Estrenos: Black Book

0
9

Si Verhoeven buscaba regresar a Europa para escapar de su ?decadencia?… Tarde, pero no seguro

Dejando atrás las superproducciones llenas de efectos especiales que le valieron éxito e, incluso, cierta apreciación de la crítica (El vengador del futuro, Robocop, Bajos instintos), el holandés Paul Verhoeven regresó a su país natal para filmar Black Book una historia más ?personal?, en la que afirma estar trabajando hace más de 15 años. Y para la que contó con el aporte en el guión de Gerard Soeteman, quien fuera también su co-equiper en sus primeras películas, aquéllas que sí le valieron reconocimiento crítico al por mayor (El soldado de Orange y Delicias turcas).

Pero los años han pasado. Y si Verhoeven buscaba regresar a Europa para escapar de su ?decadencia? (aquélla de la que se empezó a hablar cuando sus películas de ser éxitos y pasaron a ser, bueno, grandes bochornos como Showgirls o Invasión), entonces el paso fue otra vez en falso.

Porque el resultado es una película a medio camino entre un cine comprometido y hasta de reflexión, y el entretenimiento masivo y algo hueco que Verhoeven supo hacer en sus años de mayor éxito hollywoodense. Y la mezcla no sale a flote, no porque sus componentes sean diferentes entre sí, sino porque más que mezclarlos, Verhoeven hace que uno siga al otro: la primera mitad de la película es un despliegue de aventuras que luego es reemplazado por un film diferente. Más interesante, pero que llega demasiado tarde como para contagiar al todo.

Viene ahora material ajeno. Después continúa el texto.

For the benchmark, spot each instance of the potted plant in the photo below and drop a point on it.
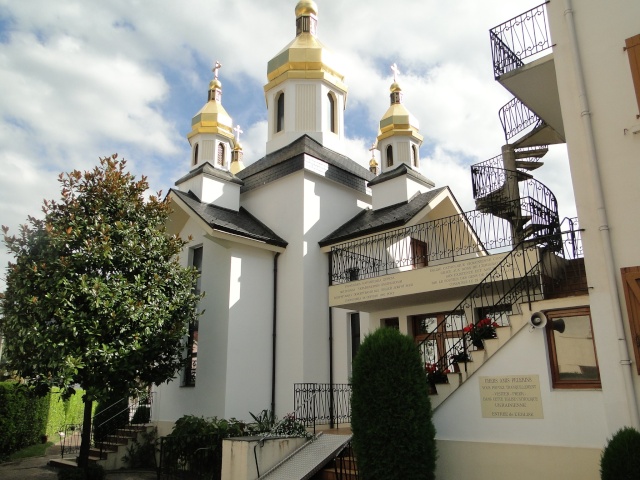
(435, 375)
(457, 358)
(483, 329)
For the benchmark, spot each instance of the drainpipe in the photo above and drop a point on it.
(275, 323)
(592, 163)
(331, 406)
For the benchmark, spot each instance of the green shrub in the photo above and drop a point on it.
(141, 415)
(393, 435)
(23, 417)
(195, 444)
(142, 454)
(621, 457)
(92, 472)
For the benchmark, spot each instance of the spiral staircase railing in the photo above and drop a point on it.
(523, 275)
(520, 37)
(515, 117)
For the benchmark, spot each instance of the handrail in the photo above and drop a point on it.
(518, 38)
(312, 403)
(516, 117)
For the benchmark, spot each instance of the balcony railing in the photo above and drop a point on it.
(457, 237)
(322, 404)
(529, 273)
(516, 117)
(519, 38)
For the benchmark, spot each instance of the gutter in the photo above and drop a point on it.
(603, 224)
(274, 332)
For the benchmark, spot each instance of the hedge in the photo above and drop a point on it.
(25, 417)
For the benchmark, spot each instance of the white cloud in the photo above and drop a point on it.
(85, 79)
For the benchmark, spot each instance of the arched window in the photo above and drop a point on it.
(280, 113)
(221, 154)
(332, 112)
(389, 156)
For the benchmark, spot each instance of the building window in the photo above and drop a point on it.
(280, 113)
(332, 112)
(393, 322)
(354, 320)
(389, 156)
(632, 46)
(631, 285)
(221, 154)
(419, 253)
(442, 335)
(572, 352)
(191, 359)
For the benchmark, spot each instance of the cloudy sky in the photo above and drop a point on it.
(86, 78)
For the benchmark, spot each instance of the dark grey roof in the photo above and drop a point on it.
(291, 158)
(239, 223)
(402, 169)
(210, 170)
(369, 221)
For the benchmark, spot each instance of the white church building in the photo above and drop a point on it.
(303, 252)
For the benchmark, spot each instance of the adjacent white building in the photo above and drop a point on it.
(304, 252)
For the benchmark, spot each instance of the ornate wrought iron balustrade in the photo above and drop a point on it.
(514, 280)
(515, 117)
(447, 239)
(514, 40)
(497, 185)
(322, 403)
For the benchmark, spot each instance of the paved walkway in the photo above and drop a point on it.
(36, 468)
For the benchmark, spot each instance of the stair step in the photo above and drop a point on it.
(528, 165)
(531, 153)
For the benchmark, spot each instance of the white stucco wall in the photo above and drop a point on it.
(601, 30)
(302, 208)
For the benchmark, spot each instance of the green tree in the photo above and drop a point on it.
(393, 435)
(96, 295)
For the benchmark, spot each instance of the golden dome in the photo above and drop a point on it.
(306, 7)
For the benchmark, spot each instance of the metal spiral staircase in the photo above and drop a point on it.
(503, 186)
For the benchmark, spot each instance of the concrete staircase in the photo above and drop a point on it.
(517, 321)
(114, 448)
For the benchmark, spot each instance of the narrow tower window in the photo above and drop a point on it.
(389, 156)
(221, 154)
(332, 112)
(280, 113)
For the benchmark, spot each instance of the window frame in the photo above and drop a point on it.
(556, 381)
(279, 120)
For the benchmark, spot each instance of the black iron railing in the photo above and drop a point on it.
(114, 425)
(458, 237)
(497, 187)
(530, 272)
(514, 40)
(515, 117)
(345, 466)
(70, 439)
(193, 457)
(322, 404)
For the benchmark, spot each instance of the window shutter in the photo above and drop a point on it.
(631, 284)
(632, 45)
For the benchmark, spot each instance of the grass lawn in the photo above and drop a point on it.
(37, 450)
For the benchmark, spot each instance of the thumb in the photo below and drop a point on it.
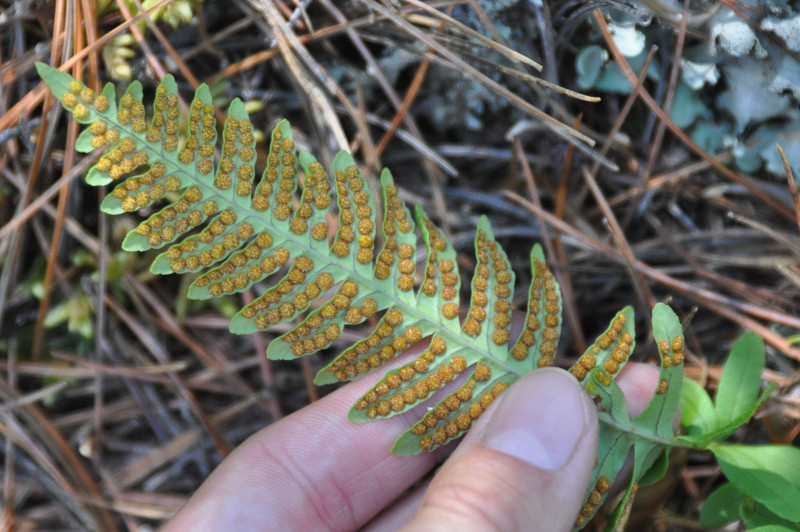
(525, 465)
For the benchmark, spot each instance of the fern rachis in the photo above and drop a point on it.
(232, 230)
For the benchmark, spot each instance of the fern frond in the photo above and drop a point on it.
(232, 229)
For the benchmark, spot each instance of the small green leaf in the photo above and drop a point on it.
(757, 517)
(722, 506)
(770, 474)
(697, 411)
(741, 378)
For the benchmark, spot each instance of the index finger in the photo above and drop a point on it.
(313, 470)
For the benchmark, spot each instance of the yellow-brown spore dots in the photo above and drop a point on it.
(458, 364)
(482, 373)
(450, 310)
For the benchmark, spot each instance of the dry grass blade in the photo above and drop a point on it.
(574, 137)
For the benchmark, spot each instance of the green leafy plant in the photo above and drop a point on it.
(764, 480)
(232, 230)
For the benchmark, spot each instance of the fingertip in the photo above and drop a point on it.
(526, 464)
(638, 382)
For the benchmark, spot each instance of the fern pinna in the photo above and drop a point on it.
(233, 230)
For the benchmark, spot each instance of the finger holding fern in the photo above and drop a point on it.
(313, 470)
(209, 215)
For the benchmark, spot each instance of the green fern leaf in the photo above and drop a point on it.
(232, 230)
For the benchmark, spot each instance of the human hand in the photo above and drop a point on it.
(524, 465)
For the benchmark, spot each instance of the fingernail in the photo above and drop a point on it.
(540, 419)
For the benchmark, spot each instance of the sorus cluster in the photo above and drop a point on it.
(452, 416)
(262, 199)
(79, 98)
(361, 358)
(438, 244)
(418, 367)
(489, 253)
(290, 295)
(593, 501)
(588, 360)
(381, 345)
(317, 331)
(678, 353)
(383, 399)
(164, 126)
(355, 217)
(544, 292)
(316, 197)
(224, 235)
(619, 354)
(396, 219)
(234, 275)
(173, 221)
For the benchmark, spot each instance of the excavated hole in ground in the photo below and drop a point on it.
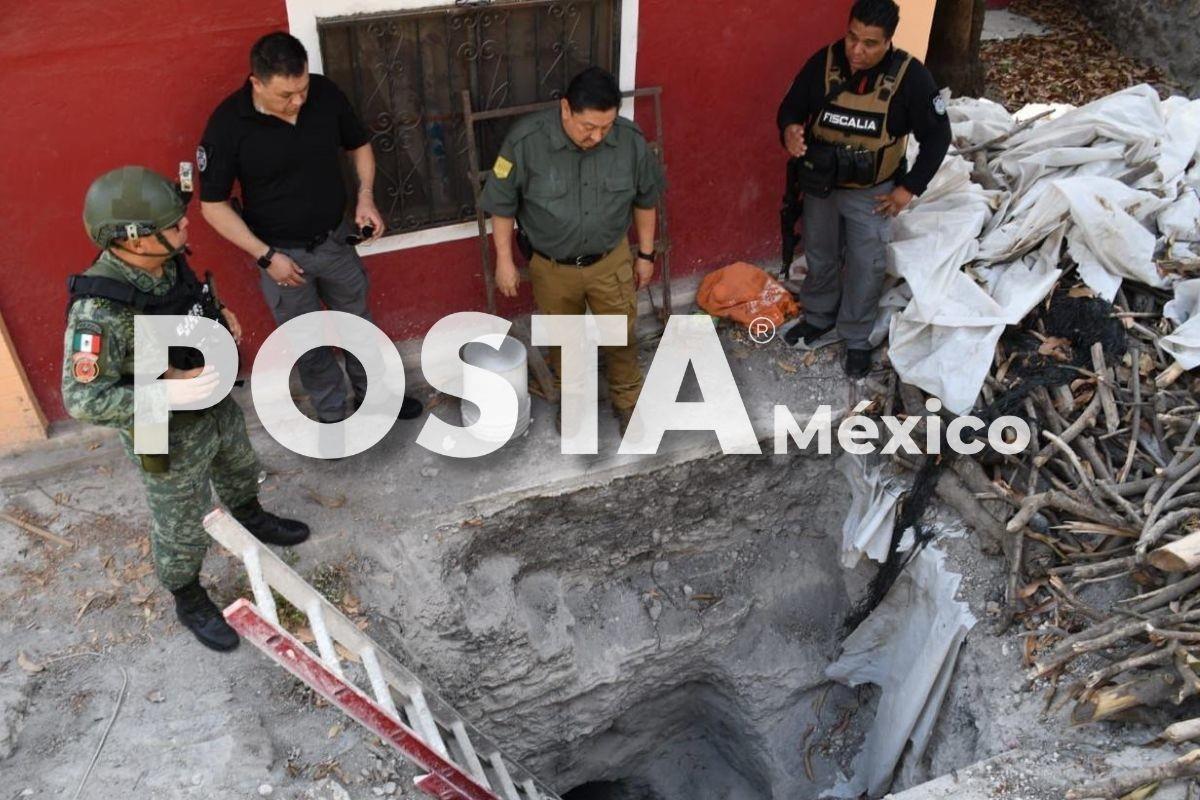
(661, 637)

Es que en los últimos 40 minutos Verhoeven profundiza más allá de la historia de espionaje, y habla de la violencia en una manera más universal. Es difícil hablar de ésta, la mejor parte de Black Book, sin adelantar el final, por eso tendrá que alcanzar con decir que la verdadera violencia no empieza en esta película hasta esta última parte, cuando el fin de la guerra por fin llega. Sorprende entonces lo intrépido del planteo: Verhoeven sale del cine típico sobre el Holocausto, aquél que divide a los malos (los nazis) de los buenos (los judíos, los pueblos invadidos, los ejércitos de EE.UU. y la U.R.S.S.), y con el epílogo del film parece hablar más bien de un continuun de violencia, de una tragedia muy real y desagradable: las guerras y la discriminación racial no ?acaban?. La Segunda Guerra Mundial terminó en 1945, pero luego vinieron Corea, y Vietnam, y la Guerra de los 7 Días, y la del Golfo… por sólo nombrar los conflictos más grandes.

Si Verhoeven hubiera encontrado esta inspiración desde el principio, si hubiera teñido con el mismo nivel de subtexto y denuncia todo el metraje de Black Book, sin dudas hubiera realizado una gran película. En cambio, lo que pergeñó es un entretenimiento agradable con un toque tardío de inteligencia y denuncia.